Figure 6. Subtype-specific and aggregate V2 responses in RV144.

Boxplots are stratified by infection status for peptides centered at the maximum hotspot region (position 174). Individuals with different risk and gender categories (used in our correlate model) are shown with different symbols and grey shades.

Figure 7. Complementary cumulative distribution function (ccdf) for V3-CRF01_AE (V3.1) peptide binding in RV144.
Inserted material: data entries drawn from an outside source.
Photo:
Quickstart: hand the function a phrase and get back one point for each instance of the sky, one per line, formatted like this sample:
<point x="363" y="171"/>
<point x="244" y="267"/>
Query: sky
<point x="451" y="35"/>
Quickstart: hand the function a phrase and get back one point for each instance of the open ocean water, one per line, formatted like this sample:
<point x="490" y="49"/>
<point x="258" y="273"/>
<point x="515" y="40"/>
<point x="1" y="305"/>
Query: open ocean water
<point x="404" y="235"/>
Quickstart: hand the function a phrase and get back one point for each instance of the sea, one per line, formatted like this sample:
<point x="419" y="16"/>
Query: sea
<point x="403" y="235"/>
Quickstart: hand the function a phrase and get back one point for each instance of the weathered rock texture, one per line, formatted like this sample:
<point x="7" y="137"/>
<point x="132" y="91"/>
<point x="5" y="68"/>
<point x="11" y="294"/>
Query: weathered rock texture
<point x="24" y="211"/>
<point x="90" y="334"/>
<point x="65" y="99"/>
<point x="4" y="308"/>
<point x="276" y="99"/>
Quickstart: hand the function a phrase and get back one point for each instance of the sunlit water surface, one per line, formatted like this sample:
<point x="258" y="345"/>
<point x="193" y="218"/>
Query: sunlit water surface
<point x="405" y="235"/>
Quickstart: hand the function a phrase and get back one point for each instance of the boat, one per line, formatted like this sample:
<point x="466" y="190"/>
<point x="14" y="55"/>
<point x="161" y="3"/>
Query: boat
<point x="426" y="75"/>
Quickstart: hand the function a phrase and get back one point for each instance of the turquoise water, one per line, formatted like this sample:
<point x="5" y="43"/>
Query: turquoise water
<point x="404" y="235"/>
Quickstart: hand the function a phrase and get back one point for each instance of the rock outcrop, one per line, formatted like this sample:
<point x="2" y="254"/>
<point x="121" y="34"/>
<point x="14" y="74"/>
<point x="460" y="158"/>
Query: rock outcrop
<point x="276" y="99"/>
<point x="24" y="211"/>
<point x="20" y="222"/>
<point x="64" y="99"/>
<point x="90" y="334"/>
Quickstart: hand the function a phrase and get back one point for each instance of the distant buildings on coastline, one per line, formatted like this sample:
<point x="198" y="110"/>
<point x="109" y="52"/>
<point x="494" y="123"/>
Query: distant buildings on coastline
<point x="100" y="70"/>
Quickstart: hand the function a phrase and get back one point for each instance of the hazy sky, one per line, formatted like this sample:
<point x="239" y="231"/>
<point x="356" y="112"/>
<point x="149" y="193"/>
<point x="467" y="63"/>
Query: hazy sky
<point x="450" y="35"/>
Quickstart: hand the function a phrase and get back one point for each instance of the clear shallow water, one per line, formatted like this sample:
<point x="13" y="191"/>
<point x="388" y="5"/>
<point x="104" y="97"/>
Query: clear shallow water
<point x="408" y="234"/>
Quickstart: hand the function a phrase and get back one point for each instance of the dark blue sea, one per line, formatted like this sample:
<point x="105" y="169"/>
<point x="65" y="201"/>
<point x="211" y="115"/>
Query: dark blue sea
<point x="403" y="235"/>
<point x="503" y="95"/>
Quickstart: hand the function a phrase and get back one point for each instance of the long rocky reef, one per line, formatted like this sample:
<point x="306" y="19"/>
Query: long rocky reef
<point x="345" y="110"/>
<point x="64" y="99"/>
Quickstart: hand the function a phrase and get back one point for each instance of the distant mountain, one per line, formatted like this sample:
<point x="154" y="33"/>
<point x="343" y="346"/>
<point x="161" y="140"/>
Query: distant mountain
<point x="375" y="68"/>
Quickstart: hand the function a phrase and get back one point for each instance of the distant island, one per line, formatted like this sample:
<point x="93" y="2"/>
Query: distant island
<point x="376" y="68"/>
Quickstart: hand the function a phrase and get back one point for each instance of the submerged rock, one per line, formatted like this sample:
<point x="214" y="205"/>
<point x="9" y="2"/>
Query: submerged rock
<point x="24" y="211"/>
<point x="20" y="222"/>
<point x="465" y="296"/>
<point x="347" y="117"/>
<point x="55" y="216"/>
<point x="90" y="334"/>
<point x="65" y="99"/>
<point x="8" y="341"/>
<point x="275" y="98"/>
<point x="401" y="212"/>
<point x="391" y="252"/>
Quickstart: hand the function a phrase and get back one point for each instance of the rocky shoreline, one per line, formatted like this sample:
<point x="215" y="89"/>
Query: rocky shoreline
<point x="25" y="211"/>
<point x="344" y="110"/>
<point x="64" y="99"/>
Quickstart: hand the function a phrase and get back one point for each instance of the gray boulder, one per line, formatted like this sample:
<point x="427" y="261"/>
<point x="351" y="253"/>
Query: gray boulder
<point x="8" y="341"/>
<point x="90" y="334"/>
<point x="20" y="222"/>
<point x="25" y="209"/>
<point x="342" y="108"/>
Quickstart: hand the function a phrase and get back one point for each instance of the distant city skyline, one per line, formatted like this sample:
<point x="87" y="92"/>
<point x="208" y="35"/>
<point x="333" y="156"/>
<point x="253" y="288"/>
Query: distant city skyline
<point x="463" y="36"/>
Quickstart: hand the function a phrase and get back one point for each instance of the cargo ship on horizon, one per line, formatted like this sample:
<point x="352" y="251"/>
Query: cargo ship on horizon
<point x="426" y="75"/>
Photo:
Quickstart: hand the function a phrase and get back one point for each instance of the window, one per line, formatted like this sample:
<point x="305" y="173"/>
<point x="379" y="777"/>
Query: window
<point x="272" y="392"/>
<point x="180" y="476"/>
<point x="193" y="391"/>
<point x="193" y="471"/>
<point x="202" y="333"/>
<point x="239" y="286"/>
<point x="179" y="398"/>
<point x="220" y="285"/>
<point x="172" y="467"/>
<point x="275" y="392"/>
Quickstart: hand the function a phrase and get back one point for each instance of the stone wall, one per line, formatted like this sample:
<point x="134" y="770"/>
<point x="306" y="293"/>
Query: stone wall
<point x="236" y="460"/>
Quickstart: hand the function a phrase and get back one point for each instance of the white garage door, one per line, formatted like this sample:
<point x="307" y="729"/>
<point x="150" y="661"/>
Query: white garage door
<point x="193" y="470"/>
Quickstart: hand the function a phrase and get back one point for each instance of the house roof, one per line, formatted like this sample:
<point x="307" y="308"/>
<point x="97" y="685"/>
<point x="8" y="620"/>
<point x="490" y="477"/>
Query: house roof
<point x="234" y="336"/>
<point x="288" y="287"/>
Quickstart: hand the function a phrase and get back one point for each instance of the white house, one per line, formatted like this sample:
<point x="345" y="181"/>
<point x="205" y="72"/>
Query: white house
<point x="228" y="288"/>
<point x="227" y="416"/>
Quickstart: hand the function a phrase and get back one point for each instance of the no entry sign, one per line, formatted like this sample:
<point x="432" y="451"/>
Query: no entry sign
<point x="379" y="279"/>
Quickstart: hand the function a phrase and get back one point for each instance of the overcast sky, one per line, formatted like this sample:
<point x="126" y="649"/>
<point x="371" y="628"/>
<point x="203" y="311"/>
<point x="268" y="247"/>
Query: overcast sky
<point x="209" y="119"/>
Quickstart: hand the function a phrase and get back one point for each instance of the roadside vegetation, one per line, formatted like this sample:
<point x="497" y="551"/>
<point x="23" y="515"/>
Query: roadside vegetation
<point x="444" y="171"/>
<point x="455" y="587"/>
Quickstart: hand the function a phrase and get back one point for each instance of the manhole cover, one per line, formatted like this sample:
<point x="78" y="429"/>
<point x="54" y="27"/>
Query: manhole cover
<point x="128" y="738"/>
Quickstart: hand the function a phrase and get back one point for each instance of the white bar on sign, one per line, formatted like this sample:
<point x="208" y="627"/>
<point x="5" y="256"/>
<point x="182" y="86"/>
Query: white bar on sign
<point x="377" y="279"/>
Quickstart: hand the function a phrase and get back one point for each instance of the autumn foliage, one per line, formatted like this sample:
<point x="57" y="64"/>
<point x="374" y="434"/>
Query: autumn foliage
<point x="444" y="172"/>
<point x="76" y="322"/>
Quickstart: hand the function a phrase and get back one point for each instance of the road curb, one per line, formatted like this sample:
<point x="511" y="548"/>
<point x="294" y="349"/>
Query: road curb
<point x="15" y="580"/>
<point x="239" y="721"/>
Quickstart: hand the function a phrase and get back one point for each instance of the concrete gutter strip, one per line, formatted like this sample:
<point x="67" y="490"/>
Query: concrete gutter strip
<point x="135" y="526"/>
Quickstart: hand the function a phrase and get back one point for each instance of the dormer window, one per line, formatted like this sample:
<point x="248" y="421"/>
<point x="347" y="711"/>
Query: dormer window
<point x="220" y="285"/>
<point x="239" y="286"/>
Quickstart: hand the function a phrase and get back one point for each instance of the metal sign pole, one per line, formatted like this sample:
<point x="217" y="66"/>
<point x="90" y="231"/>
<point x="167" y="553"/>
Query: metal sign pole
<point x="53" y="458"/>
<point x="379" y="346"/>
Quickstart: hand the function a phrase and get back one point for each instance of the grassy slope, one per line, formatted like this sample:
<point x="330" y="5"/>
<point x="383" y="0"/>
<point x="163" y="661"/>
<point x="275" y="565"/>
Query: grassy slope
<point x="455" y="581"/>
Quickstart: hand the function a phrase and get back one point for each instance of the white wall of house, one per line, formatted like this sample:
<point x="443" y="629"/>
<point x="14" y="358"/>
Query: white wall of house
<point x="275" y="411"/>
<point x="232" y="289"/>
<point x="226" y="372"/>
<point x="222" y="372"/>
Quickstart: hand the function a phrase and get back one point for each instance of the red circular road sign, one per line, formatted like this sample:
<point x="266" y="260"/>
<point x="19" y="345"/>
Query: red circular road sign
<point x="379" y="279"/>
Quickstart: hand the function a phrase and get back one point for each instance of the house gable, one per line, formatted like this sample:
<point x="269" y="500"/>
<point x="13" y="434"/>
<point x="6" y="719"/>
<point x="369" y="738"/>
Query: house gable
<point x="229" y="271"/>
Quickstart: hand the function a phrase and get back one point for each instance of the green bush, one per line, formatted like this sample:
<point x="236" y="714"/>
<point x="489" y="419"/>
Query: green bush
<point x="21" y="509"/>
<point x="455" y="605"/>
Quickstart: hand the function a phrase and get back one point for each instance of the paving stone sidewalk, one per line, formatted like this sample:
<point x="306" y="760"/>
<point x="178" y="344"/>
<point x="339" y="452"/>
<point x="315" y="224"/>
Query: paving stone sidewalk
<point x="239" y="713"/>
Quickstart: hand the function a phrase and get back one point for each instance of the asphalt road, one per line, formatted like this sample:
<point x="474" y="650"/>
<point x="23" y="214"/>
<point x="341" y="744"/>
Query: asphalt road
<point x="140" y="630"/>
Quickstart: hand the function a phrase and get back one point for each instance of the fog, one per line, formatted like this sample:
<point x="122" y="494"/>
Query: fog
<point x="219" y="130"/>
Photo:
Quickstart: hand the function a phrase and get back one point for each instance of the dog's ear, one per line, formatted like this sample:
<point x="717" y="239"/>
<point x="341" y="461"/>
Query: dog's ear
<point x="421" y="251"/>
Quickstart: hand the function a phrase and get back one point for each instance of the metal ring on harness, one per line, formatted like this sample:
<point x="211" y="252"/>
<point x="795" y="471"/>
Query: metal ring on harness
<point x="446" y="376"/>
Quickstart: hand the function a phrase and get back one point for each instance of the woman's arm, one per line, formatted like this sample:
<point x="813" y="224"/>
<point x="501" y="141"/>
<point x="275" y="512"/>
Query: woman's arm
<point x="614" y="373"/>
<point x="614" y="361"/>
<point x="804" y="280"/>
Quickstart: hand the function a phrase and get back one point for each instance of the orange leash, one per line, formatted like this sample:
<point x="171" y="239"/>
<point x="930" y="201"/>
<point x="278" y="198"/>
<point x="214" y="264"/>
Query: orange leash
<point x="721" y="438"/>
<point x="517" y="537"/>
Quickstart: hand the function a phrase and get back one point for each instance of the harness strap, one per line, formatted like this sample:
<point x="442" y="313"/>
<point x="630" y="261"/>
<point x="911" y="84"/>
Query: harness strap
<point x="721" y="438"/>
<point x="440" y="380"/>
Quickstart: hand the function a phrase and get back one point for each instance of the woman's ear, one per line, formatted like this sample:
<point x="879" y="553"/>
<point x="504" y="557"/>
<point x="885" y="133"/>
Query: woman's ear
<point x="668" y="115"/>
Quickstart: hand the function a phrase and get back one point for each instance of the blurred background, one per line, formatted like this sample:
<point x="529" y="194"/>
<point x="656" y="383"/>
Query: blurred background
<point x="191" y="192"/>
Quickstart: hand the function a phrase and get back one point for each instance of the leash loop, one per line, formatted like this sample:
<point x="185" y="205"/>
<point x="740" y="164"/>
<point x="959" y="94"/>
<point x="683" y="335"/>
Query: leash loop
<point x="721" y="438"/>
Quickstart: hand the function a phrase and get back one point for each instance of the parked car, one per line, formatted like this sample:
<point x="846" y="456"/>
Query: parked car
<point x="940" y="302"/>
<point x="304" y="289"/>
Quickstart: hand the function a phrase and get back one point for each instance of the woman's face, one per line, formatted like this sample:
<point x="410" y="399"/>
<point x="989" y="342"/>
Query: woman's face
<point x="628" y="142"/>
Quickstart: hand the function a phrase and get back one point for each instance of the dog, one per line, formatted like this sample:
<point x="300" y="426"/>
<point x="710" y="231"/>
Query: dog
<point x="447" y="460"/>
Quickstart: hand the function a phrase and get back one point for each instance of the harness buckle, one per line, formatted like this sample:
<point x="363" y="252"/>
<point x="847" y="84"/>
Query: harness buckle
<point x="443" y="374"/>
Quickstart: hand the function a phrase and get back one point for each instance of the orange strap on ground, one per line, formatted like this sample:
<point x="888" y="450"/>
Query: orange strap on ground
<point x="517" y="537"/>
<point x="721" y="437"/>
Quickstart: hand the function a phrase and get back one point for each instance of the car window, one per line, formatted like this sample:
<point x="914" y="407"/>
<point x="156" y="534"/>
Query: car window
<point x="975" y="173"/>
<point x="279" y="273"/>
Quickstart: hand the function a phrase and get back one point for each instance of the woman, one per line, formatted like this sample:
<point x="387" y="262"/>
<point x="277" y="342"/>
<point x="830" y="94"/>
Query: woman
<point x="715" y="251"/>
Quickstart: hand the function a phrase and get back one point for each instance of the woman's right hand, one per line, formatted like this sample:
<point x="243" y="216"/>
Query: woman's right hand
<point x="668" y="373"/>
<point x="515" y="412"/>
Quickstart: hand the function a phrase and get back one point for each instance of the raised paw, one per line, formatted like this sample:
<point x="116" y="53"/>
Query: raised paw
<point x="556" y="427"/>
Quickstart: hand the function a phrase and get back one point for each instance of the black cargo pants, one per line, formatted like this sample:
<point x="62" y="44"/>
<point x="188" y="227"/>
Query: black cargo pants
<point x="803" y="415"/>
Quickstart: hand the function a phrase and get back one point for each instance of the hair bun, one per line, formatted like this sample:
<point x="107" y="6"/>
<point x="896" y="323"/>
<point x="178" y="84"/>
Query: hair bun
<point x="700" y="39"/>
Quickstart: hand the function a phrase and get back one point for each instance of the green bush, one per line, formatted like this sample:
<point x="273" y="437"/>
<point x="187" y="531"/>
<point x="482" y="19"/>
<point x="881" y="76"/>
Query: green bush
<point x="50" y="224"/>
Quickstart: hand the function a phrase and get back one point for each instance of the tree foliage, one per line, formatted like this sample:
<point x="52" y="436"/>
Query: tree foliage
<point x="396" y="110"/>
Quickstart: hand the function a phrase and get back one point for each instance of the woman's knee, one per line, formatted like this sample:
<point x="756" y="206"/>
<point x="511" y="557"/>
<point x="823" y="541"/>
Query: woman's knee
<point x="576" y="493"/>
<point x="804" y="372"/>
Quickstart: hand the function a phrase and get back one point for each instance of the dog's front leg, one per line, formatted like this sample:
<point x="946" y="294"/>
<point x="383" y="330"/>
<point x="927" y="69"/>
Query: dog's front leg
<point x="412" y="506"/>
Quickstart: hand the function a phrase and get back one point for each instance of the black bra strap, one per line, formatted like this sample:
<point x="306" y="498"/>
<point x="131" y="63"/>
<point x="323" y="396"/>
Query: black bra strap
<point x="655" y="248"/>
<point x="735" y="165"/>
The ccdf is broken down by infection status and by dichotomized IgA, neutralizing Ab and Avidity levels. Low/High dichotomized levels were defined by dividing the responses into two equal groups around the median. For a given V3.1 value, the ccdf gives the proportion of individuals who have a response above that value. At low levels of IgA, neutralizing Ab and Avidity, the infected groups have lower ccdf for nearly all values, supporting our correlates analysis. This pattern is inversed at high levels of IgA, neutralizing Ab and Avidity, supporting our interaction analysis.